Do you work wonders for the dead? Do the departed rise up to praise you? Selah
Is your steadfast love declared in the grave, or your faithfulness in Abaddon?
(Ps 88:9-11)
Or
He has made my teeth grind on gravel, and made me cower in ashes; my soul is bereft of peace; I have forgotten what happiness is; so I say, “My endurance has perished; so has my hope from the LORD.”
(Lam 3:16-17)
Can you think how cathartic that would be? How unifying? How even in the expression of our suffering there is relief, especially when we bearing it’s burden together and bringing it before the Lord?
“b-but we can’t praise God by singing about how sad we are.”

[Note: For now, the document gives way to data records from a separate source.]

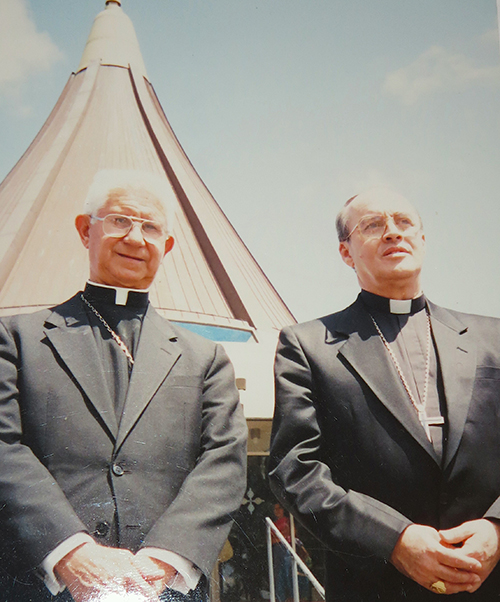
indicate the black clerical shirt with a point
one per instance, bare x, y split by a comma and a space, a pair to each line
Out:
125, 318
406, 333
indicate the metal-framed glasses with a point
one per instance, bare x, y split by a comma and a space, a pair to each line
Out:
374, 226
117, 226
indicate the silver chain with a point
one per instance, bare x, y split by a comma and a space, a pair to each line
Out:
419, 406
115, 336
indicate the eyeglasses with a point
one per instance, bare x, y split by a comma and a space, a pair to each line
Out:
118, 226
374, 226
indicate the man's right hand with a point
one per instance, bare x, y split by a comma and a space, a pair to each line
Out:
92, 569
422, 555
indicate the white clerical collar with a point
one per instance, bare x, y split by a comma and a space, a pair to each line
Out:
121, 294
393, 306
400, 306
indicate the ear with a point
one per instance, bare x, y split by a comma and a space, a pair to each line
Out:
82, 224
169, 243
346, 254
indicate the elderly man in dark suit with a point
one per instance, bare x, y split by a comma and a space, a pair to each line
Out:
386, 435
122, 440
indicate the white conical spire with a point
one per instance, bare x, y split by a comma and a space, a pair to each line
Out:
112, 41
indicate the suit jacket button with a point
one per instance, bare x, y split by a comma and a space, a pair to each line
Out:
117, 470
102, 529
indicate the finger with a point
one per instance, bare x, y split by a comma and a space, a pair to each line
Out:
457, 534
457, 577
149, 569
454, 588
457, 558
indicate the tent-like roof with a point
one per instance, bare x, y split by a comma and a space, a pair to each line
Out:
108, 116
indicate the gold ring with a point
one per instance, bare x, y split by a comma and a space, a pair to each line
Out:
438, 587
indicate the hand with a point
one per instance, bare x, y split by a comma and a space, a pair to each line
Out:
422, 555
479, 539
156, 572
92, 570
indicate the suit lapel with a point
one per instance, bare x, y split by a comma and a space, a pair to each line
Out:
366, 353
156, 354
71, 336
457, 359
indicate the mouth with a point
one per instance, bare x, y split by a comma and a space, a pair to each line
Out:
131, 258
396, 251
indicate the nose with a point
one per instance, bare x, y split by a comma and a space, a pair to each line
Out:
392, 232
135, 236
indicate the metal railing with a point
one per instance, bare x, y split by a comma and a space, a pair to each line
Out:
271, 527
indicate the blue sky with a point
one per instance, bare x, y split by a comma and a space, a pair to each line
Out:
289, 107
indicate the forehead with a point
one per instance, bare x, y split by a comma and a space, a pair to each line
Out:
137, 202
387, 203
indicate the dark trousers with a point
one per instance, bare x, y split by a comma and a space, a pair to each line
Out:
33, 590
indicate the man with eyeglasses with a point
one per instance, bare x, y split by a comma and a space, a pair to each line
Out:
386, 433
122, 440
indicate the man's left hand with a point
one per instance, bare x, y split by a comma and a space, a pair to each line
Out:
479, 539
150, 569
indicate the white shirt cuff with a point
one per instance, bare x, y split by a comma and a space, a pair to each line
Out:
50, 561
187, 574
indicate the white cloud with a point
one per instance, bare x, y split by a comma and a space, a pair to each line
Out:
435, 70
23, 49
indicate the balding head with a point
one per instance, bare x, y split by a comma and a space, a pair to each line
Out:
375, 197
381, 238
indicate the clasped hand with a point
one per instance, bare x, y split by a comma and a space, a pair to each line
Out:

WRONG. Go to the throne room of heaven and see what is proclaimed there
When he opened the fifth seal, I saw under the altar the souls of those who had been slain for the word of God and for the witness they had borne. They cried out with a loud voice, “O Sovereign Lord, holy and true, how long before you will judge and avenge our blood on those who dwell on the earth?” (Rev 6:9-10)
Do you want to know why it is so good and God glorifying to go before God with our questions and burdens? Because of what it says in verse 11, “Then they were each given a white robe and told to rest a little longer. . .” God comes to us in our suffering! He answers! When we go to Him with our sorrows He gets to be our Comforter! 
He clothes us in righteousness and honor and helps us to rest a little longer! God doesn’t want a bunch of worshipers who can only express vague ephemeral happiness in response to Him. We were meant to glorify Him with all feelings. We are giving Him less than He deserves by not bearing our souls to Him with all its burdens and failings.